Folks, I generally try to keep this blog free of my more personal opinions, but a friend to the E-Learning community has passed, and it’s truly important that we take a pause to remember him.

Claude Ostyn was a pioneer with Phillip Dodds and a few others on developing the original specification for SCORM. His involvement as a consultant on SCORM since its inception was (and frankly, is) important and influential. For many years, Claude has been the strongest voice of implementors — sometimes his was the sole voice speaking out on behalf of developers and programmers of both content and learning systems on making SCORM easier and more accessible.

I have my own memories of Claude, having gotten to know him personally over the last four years. We first met pouring over the JavaScript and ActionScript of a Norweigan’s content at the tail-end of the first International Plugfest in Zurich. We spent hours and hours going line by line over the logic of the standard SCORM 1.2 code that published out of Flash MX 2004. It was only then that I realized that it was Claude who actually helped write that code with Tom King and Andrew Chemney. I was in awe, helping debug such widely distributed code with its author. Claude had a singular wit and a drive to be correct in all things. When we in fact discovered the flaw in the code logic (it kept recording interactions to an ID of “0″ if memory serves), it was after three hours of testing every imaginable assertion. Claude was relentless in helping this total stranger with his code, while almost everyone else was packing up and heading out of town, and that developer certainly got his money’s worth. Claude created a workaround, sharing it only after he tested it enough himself that he was convinced it really addressed the issue.

I was blown away from his dedication.

There are some people who only saw Claude in conferences, and without context they saw him as stubborn, maybe confrontational. Claude always made sense to me.

I admired his dedication to the many of us who have to just make things work and implement, as well as his tenacity in making sure his message was received — not just getting his voice heard. Claude often articulated concerns that I had but could not find the words to express clearly. I was often corrected by Claude, publicly, but I appreciated the wall of absolute candor that I could steady myself against.

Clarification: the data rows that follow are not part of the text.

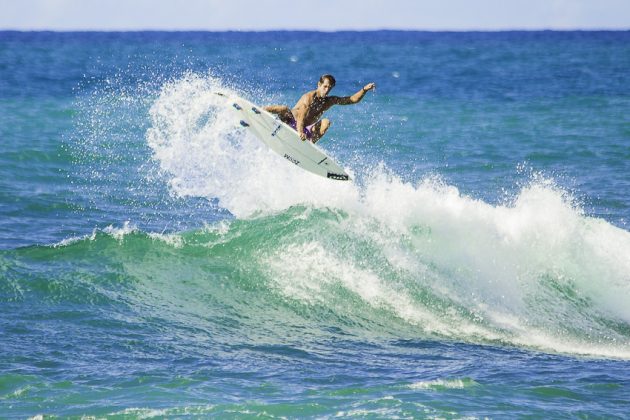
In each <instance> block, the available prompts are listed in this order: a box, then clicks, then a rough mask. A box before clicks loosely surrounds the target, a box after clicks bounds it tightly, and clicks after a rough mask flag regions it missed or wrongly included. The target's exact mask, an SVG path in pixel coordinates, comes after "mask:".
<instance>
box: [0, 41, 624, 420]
mask: <svg viewBox="0 0 630 420" xmlns="http://www.w3.org/2000/svg"><path fill="white" fill-rule="evenodd" d="M324 73H331V74H333V75H334V76H335V77H336V79H337V85H336V87H335V88H334V89H333V91H332V92H331V94H334V95H340V96H345V95H350V94H353V93H355V92H356V91H357V90H359V89H360V88H361V87H362V86H364V85H365V84H367V83H369V82H375V83H376V85H377V88H376V91H374V92H369V93H368V94H367V95H366V96H365V98H364V99H363V101H362V102H361V103H359V104H356V105H353V106H343V107H342V106H339V107H334V108H332V109H331V110H330V111H329V112H328V113H327V114H326V117H327V118H329V119H330V120H331V121H332V126H331V128H330V130H329V132H328V133H327V135H326V136H325V137H324V138H323V139H322V140H321V141H320V142H319V143H318V145H319V146H320V147H321V148H322V149H324V150H325V151H326V152H327V153H328V154H330V155H331V156H333V157H334V159H335V160H336V161H338V162H339V163H340V164H341V165H342V166H343V167H345V168H347V170H348V171H349V173H350V174H351V176H352V181H350V182H340V181H332V180H328V179H325V178H321V177H317V176H315V175H312V174H310V173H308V172H305V171H303V170H301V169H300V168H298V167H296V166H294V165H292V164H291V163H290V162H288V161H287V160H285V159H283V158H282V157H280V156H278V155H276V154H274V153H273V152H271V151H270V150H268V149H267V148H266V147H265V146H264V145H263V144H262V143H261V142H260V141H259V140H257V139H256V138H255V137H253V136H252V135H251V134H249V133H248V132H247V131H245V129H243V128H242V127H240V125H239V124H238V121H237V120H235V119H234V116H233V114H232V113H231V111H230V110H229V109H226V107H225V103H224V102H222V101H221V100H220V99H221V98H220V97H218V96H217V95H215V94H214V93H215V92H216V91H218V90H220V91H224V92H230V93H233V94H236V95H239V96H242V97H244V98H247V99H249V100H251V101H253V102H255V103H258V104H260V105H266V104H288V105H290V106H292V105H293V104H294V103H295V102H296V101H297V100H298V99H299V97H300V96H301V95H302V94H303V93H304V92H306V91H308V90H312V89H314V88H315V87H316V83H317V80H318V79H319V77H320V75H322V74H324ZM629 223H630V32H493V33H482V32H476V33H431V32H391V31H379V32H336V33H318V32H264V33H246V32H225V33H205V32H190V33H186V32H171V33H167V32H130V33H96V32H91V33H90V32H87V33H79V32H74V33H54V32H23V33H21V32H0V418H8V419H13V418H16V419H23V418H38V419H41V418H98V419H101V418H106V419H110V418H116V419H133V418H206V417H226V418H251V417H262V418H330V417H340V418H435V419H437V418H440V419H459V418H466V419H471V418H515V417H516V418H585V419H586V418H627V416H628V413H629V412H630V224H629Z"/></svg>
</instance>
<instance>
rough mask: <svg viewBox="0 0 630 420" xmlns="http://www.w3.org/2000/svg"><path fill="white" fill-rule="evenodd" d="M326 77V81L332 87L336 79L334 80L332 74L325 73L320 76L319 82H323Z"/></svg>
mask: <svg viewBox="0 0 630 420" xmlns="http://www.w3.org/2000/svg"><path fill="white" fill-rule="evenodd" d="M326 79H328V81H329V82H330V85H331V86H330V87H334V86H335V83H337V81H336V80H335V78H334V77H333V75H332V74H325V75H323V76H322V77H320V78H319V83H324V80H326Z"/></svg>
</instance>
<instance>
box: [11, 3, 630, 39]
mask: <svg viewBox="0 0 630 420" xmlns="http://www.w3.org/2000/svg"><path fill="white" fill-rule="evenodd" d="M0 29H19V30H43V29H49V30H142V29H158V30H159V29H162V30H215V31H220V30H269V29H313V30H324V31H333V30H343V29H350V30H368V29H418V30H502V29H630V0H468V1H467V0H426V1H423V0H311V1H305V0H261V1H252V0H179V1H176V0H0Z"/></svg>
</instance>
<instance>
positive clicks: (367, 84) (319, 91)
mask: <svg viewBox="0 0 630 420" xmlns="http://www.w3.org/2000/svg"><path fill="white" fill-rule="evenodd" d="M334 86H335V78H334V77H333V76H331V75H329V74H325V75H323V76H322V77H321V78H320V79H319V82H318V83H317V89H315V90H312V91H310V92H306V93H305V94H304V95H302V97H301V98H300V100H299V101H298V102H297V103H296V104H295V106H294V107H293V109H289V107H288V106H286V105H270V106H266V107H265V110H267V111H269V112H271V113H273V114H277V115H278V117H279V118H280V120H282V121H283V122H285V123H287V124H289V125H290V126H291V127H293V128H294V129H295V130H296V131H297V132H298V134H299V135H300V138H301V139H302V140H303V141H304V140H310V141H312V142H313V143H315V142H317V141H318V140H319V139H320V138H322V136H323V135H324V134H326V131H327V130H328V128H329V127H330V120H329V119H328V118H324V119H321V117H322V115H323V114H324V112H326V111H327V110H328V109H330V107H332V106H333V105H351V104H356V103H359V102H360V101H361V99H363V97H364V96H365V94H366V93H367V92H369V91H370V90H372V89H374V88H375V87H376V85H375V84H374V83H369V84H367V85H365V86H364V87H363V88H361V90H360V91H358V92H357V93H355V94H354V95H352V96H328V93H329V92H330V90H331V89H332V88H333V87H334Z"/></svg>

Claude was the real deal. He’s written more articles and tutorials, patrolled the message boards and worked with so many communities in this trade than I could ever read up on, and he was doing it from the get-go.

His passing is our collective loss, and if there is any good to come from it, it will be that all of us involved in making E-Learning accessible for others to develop to step up, take the lead and share what we learn in his stead.

I was reminded once by a luminary in this field that we’re all new at this. We have a lot less to learn because of Claude, and I will miss that uniquely Belgian wit.